“What were they thinking?!”
Mark Hurst used these four words to capture his “love-to-hate” feelings for poorly designed web site experiences. Although Mr. Hurst focused on web experiences, poor customer experiences happen everywhere.
Why is it so hard to create a great customer experience?
Part of it has to do with the end-to-end nature of the experience, which requires not just one department in a company, but the coordinated actions of many. Even in a simple trip to the grocery store, customers touch multiple functional areas—all organized around a variety of policies, procedures, and systems. Done well, the customer never realizes just how many groups create their experience; great experiences are seamless to the customer.

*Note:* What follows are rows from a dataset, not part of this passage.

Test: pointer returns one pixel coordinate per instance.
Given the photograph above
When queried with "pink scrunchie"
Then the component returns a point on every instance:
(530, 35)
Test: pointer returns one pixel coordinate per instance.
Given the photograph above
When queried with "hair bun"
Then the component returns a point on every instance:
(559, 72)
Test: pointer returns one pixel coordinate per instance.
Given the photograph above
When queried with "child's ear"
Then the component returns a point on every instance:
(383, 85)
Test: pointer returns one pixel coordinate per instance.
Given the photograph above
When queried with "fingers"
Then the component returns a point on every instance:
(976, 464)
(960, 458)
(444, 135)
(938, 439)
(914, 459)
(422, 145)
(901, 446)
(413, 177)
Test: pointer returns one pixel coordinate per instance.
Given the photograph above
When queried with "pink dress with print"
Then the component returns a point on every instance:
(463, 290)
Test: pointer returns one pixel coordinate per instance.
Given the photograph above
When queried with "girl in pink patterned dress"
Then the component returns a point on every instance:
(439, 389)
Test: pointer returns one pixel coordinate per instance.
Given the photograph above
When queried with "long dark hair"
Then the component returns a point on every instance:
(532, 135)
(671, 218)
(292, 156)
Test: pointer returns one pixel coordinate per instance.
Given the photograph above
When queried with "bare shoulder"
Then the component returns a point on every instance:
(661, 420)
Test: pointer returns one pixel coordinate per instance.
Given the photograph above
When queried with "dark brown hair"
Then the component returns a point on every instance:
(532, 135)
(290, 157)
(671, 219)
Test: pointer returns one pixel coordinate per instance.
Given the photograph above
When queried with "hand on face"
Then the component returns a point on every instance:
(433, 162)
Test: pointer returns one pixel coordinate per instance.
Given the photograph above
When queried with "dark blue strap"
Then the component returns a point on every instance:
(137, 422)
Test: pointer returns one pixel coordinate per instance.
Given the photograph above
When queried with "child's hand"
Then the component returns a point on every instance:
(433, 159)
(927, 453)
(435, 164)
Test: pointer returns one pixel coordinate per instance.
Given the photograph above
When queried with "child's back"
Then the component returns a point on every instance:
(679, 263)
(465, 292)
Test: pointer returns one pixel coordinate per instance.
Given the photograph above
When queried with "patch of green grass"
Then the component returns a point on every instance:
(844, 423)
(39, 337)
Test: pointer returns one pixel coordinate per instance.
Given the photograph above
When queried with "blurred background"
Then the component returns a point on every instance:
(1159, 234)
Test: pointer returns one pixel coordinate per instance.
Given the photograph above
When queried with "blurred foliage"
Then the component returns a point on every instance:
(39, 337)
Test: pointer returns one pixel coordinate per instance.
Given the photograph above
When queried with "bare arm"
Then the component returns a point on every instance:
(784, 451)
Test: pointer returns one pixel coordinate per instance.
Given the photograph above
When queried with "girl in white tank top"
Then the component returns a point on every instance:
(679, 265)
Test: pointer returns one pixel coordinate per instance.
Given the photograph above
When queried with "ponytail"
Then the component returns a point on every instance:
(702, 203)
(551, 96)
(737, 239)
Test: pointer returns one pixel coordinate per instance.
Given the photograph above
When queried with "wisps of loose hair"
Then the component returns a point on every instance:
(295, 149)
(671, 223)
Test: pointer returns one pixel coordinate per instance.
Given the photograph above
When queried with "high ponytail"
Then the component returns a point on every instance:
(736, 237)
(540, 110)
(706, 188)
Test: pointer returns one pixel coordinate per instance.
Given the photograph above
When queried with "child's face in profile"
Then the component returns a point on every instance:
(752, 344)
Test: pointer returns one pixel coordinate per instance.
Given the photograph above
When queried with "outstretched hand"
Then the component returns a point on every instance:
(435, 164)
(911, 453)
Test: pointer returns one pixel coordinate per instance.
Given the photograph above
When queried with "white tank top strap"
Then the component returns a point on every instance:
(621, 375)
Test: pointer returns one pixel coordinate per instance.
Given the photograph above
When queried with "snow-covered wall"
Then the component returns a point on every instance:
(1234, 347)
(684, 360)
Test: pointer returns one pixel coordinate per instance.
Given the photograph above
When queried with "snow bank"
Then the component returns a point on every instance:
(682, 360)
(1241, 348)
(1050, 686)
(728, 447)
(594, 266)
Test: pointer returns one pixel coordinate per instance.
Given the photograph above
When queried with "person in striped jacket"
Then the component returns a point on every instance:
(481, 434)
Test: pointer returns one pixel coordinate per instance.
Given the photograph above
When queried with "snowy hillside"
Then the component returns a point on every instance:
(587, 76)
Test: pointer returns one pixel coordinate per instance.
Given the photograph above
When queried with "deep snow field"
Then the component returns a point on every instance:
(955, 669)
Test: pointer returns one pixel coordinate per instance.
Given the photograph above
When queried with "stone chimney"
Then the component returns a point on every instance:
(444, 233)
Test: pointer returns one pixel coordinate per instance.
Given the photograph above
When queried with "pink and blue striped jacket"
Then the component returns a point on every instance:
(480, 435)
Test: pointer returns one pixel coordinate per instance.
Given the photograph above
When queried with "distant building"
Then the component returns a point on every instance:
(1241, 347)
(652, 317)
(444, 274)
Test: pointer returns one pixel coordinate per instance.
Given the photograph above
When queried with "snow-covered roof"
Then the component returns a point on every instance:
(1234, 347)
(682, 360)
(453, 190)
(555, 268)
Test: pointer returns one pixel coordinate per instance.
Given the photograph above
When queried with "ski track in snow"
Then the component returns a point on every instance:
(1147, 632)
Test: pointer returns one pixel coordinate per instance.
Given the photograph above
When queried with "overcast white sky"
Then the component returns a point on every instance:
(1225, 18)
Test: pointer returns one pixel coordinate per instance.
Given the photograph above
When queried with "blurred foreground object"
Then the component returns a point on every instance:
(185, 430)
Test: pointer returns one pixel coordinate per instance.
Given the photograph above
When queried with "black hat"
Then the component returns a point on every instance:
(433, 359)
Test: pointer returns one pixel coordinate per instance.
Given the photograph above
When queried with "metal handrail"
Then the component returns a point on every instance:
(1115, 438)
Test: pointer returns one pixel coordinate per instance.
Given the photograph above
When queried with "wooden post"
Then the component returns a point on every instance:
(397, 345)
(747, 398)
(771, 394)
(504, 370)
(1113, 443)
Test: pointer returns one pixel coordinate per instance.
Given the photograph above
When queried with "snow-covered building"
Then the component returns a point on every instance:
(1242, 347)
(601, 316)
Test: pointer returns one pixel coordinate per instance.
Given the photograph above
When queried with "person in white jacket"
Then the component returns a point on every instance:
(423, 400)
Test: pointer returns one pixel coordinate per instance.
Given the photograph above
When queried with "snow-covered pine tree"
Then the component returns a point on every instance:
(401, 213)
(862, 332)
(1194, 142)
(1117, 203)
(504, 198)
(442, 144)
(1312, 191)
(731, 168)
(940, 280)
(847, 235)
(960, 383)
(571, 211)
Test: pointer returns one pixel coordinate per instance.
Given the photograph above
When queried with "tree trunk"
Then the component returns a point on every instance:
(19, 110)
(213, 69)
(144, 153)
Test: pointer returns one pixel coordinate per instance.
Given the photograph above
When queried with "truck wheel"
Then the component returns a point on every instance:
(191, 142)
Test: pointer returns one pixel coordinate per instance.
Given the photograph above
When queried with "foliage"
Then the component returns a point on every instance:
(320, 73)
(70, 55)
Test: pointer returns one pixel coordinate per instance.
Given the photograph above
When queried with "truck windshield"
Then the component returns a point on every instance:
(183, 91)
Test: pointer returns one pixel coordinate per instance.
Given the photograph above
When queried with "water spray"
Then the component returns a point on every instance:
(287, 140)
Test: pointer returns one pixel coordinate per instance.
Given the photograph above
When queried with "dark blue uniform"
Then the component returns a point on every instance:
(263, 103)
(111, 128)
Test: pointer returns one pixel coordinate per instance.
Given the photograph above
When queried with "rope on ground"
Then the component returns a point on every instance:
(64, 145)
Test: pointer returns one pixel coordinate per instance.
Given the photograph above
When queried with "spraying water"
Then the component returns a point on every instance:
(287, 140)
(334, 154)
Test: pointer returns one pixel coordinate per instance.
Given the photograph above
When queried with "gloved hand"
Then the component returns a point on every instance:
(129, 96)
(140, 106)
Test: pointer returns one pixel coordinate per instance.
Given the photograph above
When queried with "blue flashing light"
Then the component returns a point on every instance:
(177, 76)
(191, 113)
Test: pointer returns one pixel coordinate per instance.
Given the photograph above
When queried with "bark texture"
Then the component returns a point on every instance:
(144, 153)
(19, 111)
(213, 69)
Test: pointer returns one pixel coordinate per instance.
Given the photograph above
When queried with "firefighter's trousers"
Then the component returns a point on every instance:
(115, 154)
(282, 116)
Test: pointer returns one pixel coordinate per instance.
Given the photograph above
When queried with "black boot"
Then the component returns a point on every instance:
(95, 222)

But creating and delivering that seamless experience consistently requires the alignment and orchestration of the organization around it. And this is where it can get difficult.
It’s kind of like the parable of the blind men and an elephant. In this case, the elephant is the customer experience and the blind men represent the major functional areas—Marketing, HR, Operations, etc. Each man thinks he is describing what an elephant is, but in reality he has described just one aspect of it—it is a rope (the tail), it is a tree branch (the trunk), etc. Similarly, functional leaders working in silos believe the customer interactions they have primary responsibility for deliver the full force of the experience, when in fact they have delivered only a fraction of it. In the place of a seamless delivery—the “elephant”—the experience becomes inconsistent. Sure the customer gets all the elephant parts—the trunk, the tail, the leg, and so forth—but too frequently the parts are not connected in a way to make a complete, attractive elephant. The various company departments, wearing the blinders of their functional silos, have stitched together something that the customer experiences as disconnected and unappealing.
Companies wondering why they have not realized the full benefit of their investment in the customer experience may want to consider how they are—or are not—organized around the customer experience. Do their customers experience an appealing elephant or something else? Are their employees able to see through the eyes of their customers, or is their sight impaired by their functional silo?